If only Kevin could find some grapes.
The former immigration advisor felt like a king, an exemplar, a cut above the rest. And with the Zero Ring on his pinky finger, that was exactly what he was.
More powerful than he had ever been, with confidence he had never experienced, Kevin now had a thirst for revenge, a desire to see to the deaths of his enemies.
The only thing was, Kevin didn’t have that many enemies.
Sure, there was the flying exemplar who had fucked his wife—that guy was definitely going to get killed. And there was his brother, who had used his influence to deny basic healing rights to the Western Province, but he’d be a better pawn than a target for death—at least for now.
There was also his wife, Susan, whom he would also have to kill, and possibly a few of his coworkers who had never been that nice to him. He remembered some of them from the rooftop, and he’d probably need to take out Selena too, just because she had always been a bitch to him.
The ring he’d stolen from Nadine granted him the power to bring supers to their knees.

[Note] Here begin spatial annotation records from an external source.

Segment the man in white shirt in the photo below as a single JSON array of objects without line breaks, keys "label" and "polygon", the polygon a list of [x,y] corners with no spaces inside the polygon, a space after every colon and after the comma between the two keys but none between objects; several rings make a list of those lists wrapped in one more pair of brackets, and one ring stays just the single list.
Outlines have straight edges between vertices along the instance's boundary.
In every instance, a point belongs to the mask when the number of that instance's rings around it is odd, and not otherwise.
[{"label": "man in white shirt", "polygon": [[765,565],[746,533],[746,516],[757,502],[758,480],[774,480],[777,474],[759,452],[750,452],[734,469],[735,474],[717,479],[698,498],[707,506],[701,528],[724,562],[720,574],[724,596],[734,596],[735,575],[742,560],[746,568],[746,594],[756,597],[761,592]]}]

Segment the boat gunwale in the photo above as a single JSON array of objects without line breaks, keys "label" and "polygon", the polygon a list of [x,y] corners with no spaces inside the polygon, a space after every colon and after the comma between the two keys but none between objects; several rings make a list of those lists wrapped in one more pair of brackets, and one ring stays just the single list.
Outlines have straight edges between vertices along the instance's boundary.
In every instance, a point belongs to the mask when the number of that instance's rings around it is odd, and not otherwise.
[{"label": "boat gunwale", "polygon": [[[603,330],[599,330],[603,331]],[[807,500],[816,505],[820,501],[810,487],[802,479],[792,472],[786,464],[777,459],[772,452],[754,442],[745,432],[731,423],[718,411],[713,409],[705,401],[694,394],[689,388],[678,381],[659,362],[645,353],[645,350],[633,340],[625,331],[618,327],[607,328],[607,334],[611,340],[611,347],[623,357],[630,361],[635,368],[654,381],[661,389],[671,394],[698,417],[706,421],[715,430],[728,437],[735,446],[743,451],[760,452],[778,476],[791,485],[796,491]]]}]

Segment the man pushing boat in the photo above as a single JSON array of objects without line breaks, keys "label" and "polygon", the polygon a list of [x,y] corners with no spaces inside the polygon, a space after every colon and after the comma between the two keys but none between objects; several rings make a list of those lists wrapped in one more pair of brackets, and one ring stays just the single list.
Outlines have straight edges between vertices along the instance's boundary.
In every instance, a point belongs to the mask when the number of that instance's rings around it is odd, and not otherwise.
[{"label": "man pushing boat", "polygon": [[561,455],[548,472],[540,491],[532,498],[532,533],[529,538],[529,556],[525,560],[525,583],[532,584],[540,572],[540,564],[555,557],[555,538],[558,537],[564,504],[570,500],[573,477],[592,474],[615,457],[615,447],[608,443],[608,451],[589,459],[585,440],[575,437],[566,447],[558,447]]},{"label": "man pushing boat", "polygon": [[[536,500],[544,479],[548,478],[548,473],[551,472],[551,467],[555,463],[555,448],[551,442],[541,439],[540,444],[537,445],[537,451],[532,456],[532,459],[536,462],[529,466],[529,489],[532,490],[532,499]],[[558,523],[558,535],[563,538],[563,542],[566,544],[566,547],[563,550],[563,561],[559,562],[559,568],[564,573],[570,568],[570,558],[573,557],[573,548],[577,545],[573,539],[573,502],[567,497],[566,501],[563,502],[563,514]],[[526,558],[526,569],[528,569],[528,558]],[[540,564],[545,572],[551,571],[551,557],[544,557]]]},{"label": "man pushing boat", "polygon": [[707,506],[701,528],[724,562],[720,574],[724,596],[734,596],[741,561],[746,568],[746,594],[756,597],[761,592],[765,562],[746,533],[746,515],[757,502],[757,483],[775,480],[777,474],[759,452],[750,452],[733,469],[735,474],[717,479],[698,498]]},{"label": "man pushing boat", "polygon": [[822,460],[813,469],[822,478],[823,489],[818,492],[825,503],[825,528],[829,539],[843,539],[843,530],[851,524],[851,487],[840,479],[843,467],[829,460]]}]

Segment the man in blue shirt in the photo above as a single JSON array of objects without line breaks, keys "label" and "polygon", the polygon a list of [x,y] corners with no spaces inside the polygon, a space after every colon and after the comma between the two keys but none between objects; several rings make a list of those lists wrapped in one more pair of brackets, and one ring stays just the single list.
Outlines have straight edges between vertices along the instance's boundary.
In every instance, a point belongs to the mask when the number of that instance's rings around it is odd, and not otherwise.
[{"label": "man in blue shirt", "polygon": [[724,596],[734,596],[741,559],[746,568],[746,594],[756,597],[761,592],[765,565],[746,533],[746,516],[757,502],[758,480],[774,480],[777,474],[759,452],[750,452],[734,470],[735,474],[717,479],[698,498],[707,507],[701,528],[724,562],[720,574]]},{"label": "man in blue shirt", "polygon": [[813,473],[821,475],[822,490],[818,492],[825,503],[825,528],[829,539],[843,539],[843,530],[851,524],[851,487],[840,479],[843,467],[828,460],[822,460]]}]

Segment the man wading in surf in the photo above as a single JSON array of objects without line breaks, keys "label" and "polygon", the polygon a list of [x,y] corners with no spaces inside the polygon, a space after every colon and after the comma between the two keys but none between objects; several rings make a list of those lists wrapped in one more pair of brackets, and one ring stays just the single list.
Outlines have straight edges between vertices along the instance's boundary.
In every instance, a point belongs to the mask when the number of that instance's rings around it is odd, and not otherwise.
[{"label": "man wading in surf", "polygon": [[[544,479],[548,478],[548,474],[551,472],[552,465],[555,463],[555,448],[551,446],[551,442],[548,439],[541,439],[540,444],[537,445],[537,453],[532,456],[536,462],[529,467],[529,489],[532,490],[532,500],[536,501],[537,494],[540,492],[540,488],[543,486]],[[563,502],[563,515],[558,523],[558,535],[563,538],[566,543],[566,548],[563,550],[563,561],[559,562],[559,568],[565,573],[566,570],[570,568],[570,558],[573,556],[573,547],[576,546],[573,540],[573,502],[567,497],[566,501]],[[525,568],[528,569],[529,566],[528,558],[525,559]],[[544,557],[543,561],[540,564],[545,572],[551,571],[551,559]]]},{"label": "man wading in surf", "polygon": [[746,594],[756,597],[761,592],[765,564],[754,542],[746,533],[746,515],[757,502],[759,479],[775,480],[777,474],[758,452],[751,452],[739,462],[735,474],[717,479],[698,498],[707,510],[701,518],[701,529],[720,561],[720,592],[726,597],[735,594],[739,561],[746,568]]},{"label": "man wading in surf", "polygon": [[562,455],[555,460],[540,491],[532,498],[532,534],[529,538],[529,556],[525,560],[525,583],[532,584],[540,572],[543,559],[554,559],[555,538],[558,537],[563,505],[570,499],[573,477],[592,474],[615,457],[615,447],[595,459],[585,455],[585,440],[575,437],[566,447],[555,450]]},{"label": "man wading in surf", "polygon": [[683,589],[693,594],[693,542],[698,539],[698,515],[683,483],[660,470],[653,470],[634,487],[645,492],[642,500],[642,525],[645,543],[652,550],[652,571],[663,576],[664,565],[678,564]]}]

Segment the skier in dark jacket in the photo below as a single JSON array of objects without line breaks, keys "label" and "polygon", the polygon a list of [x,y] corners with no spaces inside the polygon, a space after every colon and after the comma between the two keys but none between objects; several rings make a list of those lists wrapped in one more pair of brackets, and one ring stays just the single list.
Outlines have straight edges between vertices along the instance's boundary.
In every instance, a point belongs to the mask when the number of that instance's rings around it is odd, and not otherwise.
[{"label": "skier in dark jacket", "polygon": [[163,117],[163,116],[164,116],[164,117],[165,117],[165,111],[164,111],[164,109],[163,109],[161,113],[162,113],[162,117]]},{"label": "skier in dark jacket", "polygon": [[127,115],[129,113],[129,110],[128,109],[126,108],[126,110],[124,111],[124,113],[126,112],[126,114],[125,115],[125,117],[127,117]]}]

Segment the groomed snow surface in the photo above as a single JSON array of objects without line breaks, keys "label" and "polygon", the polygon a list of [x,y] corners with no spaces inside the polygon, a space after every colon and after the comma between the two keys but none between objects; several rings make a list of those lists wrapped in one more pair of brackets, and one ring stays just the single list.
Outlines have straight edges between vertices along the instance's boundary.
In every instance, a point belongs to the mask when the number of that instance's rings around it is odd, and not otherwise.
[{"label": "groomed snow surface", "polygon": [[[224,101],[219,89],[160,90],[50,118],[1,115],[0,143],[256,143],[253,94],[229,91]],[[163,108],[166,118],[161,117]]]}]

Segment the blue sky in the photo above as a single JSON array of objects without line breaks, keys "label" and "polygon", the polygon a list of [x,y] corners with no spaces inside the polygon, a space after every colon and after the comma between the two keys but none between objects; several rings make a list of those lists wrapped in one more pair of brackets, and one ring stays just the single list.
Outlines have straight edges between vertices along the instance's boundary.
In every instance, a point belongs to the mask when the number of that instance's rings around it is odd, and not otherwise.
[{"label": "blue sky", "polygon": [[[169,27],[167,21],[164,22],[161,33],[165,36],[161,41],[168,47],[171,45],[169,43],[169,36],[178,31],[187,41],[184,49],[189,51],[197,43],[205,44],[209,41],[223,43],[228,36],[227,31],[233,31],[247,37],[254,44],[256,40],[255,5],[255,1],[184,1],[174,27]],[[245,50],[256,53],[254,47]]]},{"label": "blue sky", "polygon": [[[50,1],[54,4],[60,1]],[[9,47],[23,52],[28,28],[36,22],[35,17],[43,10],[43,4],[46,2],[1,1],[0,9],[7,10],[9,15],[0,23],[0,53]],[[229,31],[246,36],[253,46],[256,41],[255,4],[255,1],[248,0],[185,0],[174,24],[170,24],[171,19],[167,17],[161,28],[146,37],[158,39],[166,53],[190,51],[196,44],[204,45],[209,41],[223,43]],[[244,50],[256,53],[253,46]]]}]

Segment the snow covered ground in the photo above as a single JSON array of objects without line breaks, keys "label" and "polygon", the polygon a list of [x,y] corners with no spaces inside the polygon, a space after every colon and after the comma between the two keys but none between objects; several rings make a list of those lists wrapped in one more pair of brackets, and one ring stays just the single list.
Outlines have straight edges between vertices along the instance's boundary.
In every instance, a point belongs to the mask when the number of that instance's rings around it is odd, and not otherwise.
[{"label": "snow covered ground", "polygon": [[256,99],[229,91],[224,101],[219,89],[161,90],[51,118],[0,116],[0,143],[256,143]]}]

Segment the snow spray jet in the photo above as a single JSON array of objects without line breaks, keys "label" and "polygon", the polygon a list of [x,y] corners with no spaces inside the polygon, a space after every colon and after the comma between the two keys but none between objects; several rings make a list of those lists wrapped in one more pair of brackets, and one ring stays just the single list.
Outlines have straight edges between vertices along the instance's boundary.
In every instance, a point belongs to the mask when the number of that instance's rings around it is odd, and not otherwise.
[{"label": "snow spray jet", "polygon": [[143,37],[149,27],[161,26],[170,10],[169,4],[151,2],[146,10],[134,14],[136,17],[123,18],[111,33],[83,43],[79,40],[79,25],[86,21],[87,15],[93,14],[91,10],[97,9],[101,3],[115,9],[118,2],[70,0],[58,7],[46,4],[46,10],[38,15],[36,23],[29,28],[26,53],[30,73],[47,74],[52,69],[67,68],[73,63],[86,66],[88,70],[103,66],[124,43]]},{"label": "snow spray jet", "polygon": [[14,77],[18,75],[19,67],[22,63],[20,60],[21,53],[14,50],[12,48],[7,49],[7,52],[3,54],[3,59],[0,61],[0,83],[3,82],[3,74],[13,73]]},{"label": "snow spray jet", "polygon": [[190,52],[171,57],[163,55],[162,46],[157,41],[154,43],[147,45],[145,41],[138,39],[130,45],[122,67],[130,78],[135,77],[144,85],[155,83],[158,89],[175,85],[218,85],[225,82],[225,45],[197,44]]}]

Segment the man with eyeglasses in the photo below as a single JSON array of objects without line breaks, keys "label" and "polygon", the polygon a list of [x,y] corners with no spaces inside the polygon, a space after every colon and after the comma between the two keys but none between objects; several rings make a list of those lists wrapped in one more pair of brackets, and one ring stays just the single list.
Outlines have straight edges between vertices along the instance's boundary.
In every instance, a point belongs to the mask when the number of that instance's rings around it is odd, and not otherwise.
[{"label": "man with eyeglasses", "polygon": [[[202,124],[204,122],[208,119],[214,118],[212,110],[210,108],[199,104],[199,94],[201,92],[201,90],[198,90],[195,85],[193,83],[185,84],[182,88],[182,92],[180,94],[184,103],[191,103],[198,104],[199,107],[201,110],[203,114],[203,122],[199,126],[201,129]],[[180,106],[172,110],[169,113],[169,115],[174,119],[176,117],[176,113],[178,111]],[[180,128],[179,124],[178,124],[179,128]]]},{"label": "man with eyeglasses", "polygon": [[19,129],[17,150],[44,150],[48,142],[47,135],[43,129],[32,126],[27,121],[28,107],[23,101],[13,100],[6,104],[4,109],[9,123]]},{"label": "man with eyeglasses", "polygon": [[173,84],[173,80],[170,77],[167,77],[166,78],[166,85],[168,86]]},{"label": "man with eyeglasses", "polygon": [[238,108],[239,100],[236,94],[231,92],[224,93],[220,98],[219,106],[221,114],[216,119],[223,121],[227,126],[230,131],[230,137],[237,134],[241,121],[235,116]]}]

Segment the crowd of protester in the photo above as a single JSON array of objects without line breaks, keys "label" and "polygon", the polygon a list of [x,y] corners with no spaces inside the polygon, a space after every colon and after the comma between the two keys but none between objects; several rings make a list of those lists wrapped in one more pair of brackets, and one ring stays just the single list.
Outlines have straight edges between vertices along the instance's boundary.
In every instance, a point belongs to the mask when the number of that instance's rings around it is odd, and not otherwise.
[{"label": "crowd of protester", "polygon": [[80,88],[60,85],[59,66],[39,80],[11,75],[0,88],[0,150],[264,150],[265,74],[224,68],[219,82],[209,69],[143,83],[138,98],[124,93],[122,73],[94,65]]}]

And in the few hours that had passed since he’d saved Nadine’s life, Kevin had formulated a plot as to how he would go about doing this, how he was going to get the revenge he sought.
For now, there was Turquoise and Obsidian, both of whom had started to treat him even nicer than they had before. He could already tell the difference in their eyes when they looked at him, the respect, the way they waited on him, the mantras Turquoise said under her breath as she took Kevin in.
Their dynamics had changed. He was their leader, and he would treat them better than Paris ever had.
Another thing he’d noticed was that their neurotoxin excretions didn’t work on him when he wore the ring. A pity, because he liked the intoxicant.
Regardless, it was probably better this way.
Kevin had been reborn, and his rebirth was going to cause a lot of deaths.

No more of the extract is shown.